Before the USA got into the 2nd WW there were war games in and over the
racetrack area.
My folks and I were in the grandstand watching the bombardment and
anti-aircraft guns, the tanks, etc.
I was scared to death at this.
We used to shop on Greenfield Avenue in West Allis.  I remember the dime
stores and the J.C.Penney Store
Friese Candy is still in business, and my Mom says that when she was a girl
living on
100th street and Greenfield Avenue, she and her brother and sisters would
walk into  downtown
West Allis and buy candy at Friese.  That was at least 90 years ago, as she
is now 97 years old (2012)
Occasionally Mom and I would take the Interurban to downtown Milwaukee to
go shopping at Gimbels, Chapmans,
and the Boston Store.  Then we would go to have lunch at Toy's Chinese
Restaurant above the Walgreen Drug Store
on the corner of 3rd and Wisconsin Avenue.  If we didn't go to Toy's, then
we would eat at the Green Room on
the lower level of the Plankinton Building.  Back then Liberace played in
the Red Room cocktail lounge across from
the Green Room.  (Liberace was the Godfather of one of my Mom's cousins kid
when they lived next to the Liberace
home on National Avenue, across from Soldiers Home, as it was called back
then.)
When my Dad went into the army during the war, Mom and I moved to Cudahy to
live with her parents on Morris Avenue.
We all went to Holy Family Church.  (My Mom's folks were from Poland and my
Dad's folks from Jugoslavija.)
I attended kindergarten and first grade at Kosciuszko School.  We lived
with Grandma and Grampa until the war was over.

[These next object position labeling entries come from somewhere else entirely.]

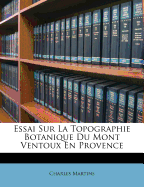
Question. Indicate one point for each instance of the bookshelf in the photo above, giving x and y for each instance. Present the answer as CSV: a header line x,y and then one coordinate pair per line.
x,y
23,21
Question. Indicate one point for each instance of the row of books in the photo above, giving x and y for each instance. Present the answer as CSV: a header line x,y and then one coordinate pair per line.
x,y
86,100
10,45
10,9
9,74
112,36
11,108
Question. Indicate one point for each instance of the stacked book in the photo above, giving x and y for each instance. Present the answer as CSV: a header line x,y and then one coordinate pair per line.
x,y
86,100
11,108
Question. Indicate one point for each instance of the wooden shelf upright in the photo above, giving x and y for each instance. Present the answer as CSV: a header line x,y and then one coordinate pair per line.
x,y
28,16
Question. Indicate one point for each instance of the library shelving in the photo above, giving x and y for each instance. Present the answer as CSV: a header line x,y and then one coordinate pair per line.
x,y
23,22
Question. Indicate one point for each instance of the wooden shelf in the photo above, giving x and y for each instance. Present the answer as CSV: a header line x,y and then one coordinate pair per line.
x,y
43,114
100,69
9,92
4,117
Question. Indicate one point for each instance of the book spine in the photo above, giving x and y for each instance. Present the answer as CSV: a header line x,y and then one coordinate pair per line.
x,y
52,43
48,41
70,100
63,39
68,40
87,38
96,37
137,35
65,97
125,34
81,39
106,36
90,105
139,116
112,108
74,39
83,103
57,41
115,36
98,107
53,102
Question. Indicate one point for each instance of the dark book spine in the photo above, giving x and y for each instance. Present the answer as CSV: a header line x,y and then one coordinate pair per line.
x,y
106,36
65,97
90,105
98,107
46,90
115,36
52,42
63,39
53,94
139,113
59,95
40,41
112,108
70,100
138,35
87,38
57,41
68,40
48,41
96,37
81,39
44,51
83,104
125,34
42,90
74,39
121,109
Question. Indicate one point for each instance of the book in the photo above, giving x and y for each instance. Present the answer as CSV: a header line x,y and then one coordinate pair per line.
x,y
81,38
123,104
137,35
113,102
87,38
57,40
100,101
63,34
96,37
68,40
48,41
106,36
74,39
115,38
132,105
52,42
139,111
125,34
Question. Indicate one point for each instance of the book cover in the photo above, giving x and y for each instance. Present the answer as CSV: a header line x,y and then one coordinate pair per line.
x,y
74,39
115,38
96,37
125,34
106,39
87,38
63,40
68,40
52,42
123,104
137,35
81,38
139,112
57,40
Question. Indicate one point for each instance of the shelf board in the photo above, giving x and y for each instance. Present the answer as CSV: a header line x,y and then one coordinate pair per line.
x,y
4,117
9,92
4,57
99,69
43,114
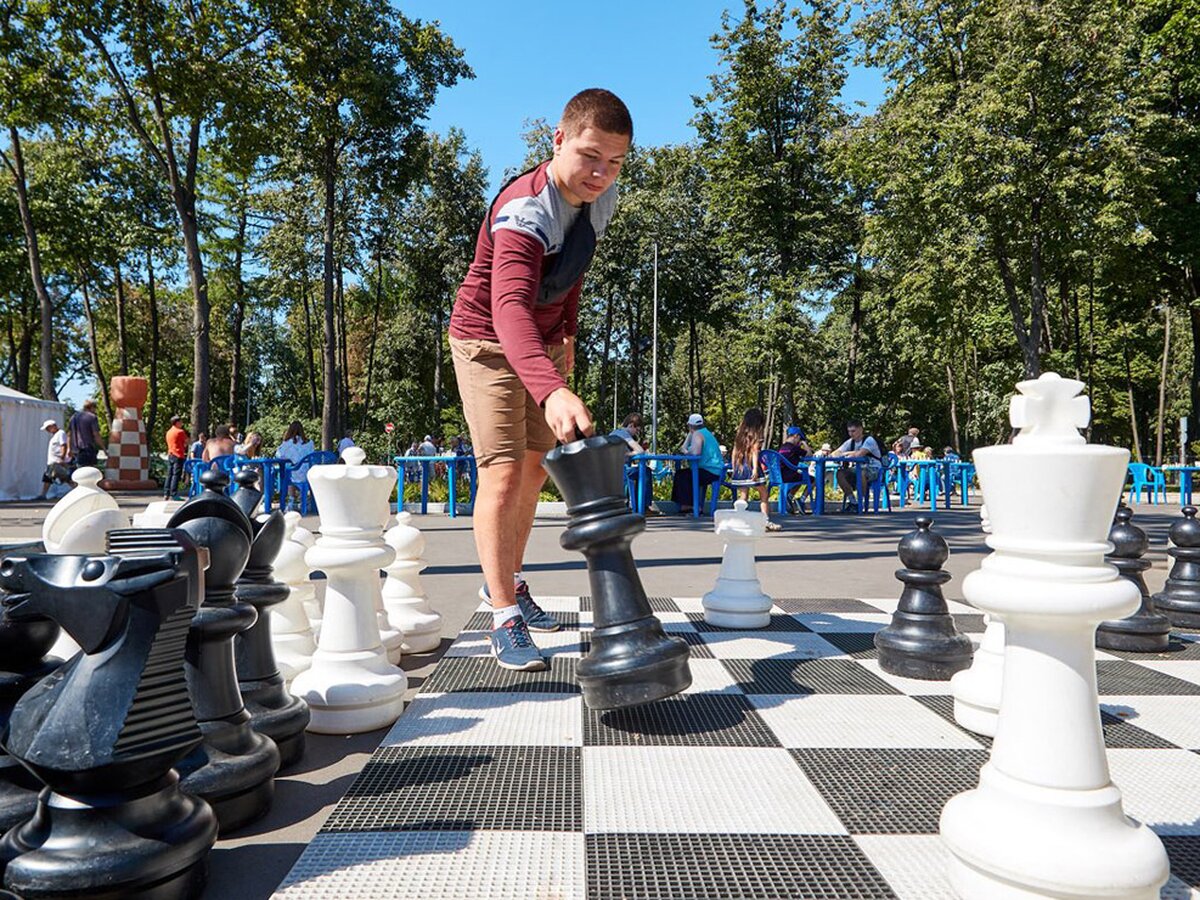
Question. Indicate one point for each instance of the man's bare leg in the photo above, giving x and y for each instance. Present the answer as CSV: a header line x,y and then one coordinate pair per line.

I remember the horse drawn garbage wagons of the City of Cudahy, and the
horse wagon of the "rag man".
He would slowly plod down the alley calling out: "R-r-r-eks, r-r-r-eks,
r-r-r-eks!"
The fruit and vegetable peddler had on old open sided truck with all his
produce in boxes or bushels displayed .
I large scale hung off the back.  He called out the names of the produce in
Polish as he slowly drove down Morris Avenue.
Grandma and I would shop at the Dutchland Dairy Store on Packard Avenue, or
at Marek Groceries, or Adamczyks.
We could always feel the drop hammer at Ladish Drop Forge Company, three
blocks away on Packard.
During the war they ran three shifts, so the house was always shaking.
In 1945 Mom and I moved to 5060 North Green Bay Avenue (my Dad never came
home to us.  He found someone new
and divorced us!)  We lived in Horshoe Villa, a group of summer cottages
along the Milwaukee River in Lincoln Park.
Because of the post war housing shortage the cottages were now lived in
year round.  I then went to Silver Spring School
which was then on Green Bay Avenue.  Then I was sent to Holy Angels School
on 19th and Abert Place.
We had Dominican Nuns there.  On Sundays, though we went to Saint Nicholas
Church on Lawn Avenue.
We would take an old puddle jumper bus on Green Bay Avenue to the station
on Green Bay and Keefe
then take a streetcar to go down 3rd Street to downtown.  We also shopped
on upper 3rd Street between
Garfield and Center Streets.  There was Schuster's Department Store on 3rd
and Garfield (where Mom worked),
and Rosenberg's, and Kresge, and Woolworth's, and all the shoe stores,
bakeries, meat markets, etc., etc.
Green Bay Avenue from Burleigh to Keefe also had some wonderful stores and
we shopped there too.
Milwaukee was a treasure trove of movie theatres and palaces.  And I
haunted the most of them.
At first I would go to movies with my Mom and/or my Aunt Babe.  The as I
got older I was allowed to go
with some friends or by myself.  These places were so grand.  I especially
remember the Avalon Theatre
on Kinnickinnic Avenue (We used to say KinEE-kinick), in Bay View, with the
twinkly lighted stars in
the ceiling.  The rest of the interior was like a Spanish court yard.  And
they had on organ, a Wurlitzer Pipe Organ!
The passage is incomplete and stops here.